The Pentagon said Iraqi forces retreated from Ramadi partly because they incorrectly believed a sandstorm was preventing US-led aircraft from coming to their aid.

Meanwhile, a US official said airstrikes last year against Islamist extremists in Syria killed two children by mistake, the first time the American military acknowledged inflicting civilian casualties in the war.

Thick smoke rises following an airstrike by the US-led coalition in Kobani, Syria while fighting continued between Syrian Kurds and the Islamic State group, as seen from Mursitpinar on the outskirts of Suruc, at the Turkey-Syria border, Oct. 14, 2014. (Photo credit: Lefteris Pitarakis/AP)
Thick smoke rises following an airstrike by the US-led coalition in Kobani, Syria, while fighting continued between Syrian Kurds and the Islamic State group, as seen from Mursitpinar on the outskirts of Suruc, at the Turkey-Syria border, October 14, 2014. (AP/Lefteris Pitarakis)

“We regret the unintentional loss of lives,” Lieutenant General James Terry, head of the US-led air campaign against IS, said in a statement.

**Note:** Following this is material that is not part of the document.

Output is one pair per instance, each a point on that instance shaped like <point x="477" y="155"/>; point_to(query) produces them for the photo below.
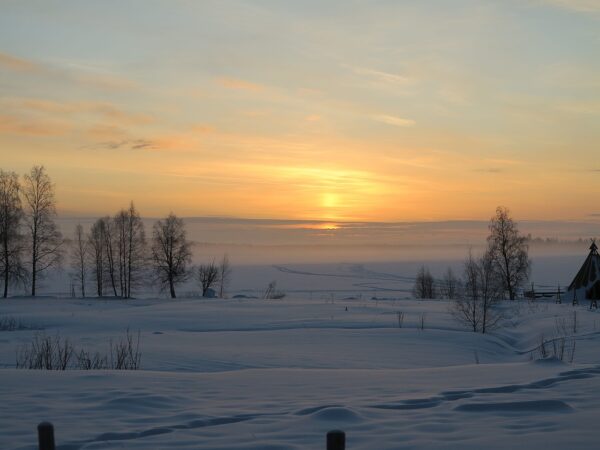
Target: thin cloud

“The strikes were designed to destroy targets utilized by Khorasan group-affiliated extremists to meet and manufacture explosives,” a report on the incident said.

But the bombing killed two children — including the daughter of a militant — and caused “minor injuries” to two civilian workers who lived near the buildings that were targeted, it said.

In assessments prior to the air raid, there were no reports that children could be in the area, the probe concluded.

The airstrikes were carried out in accordance with extensive rules designed to avoid civilian deaths and the targets were deemed “valid military targets,” it said.

The report found no wrongdoing or negligence by military forces overseeing or carrying out the strikes.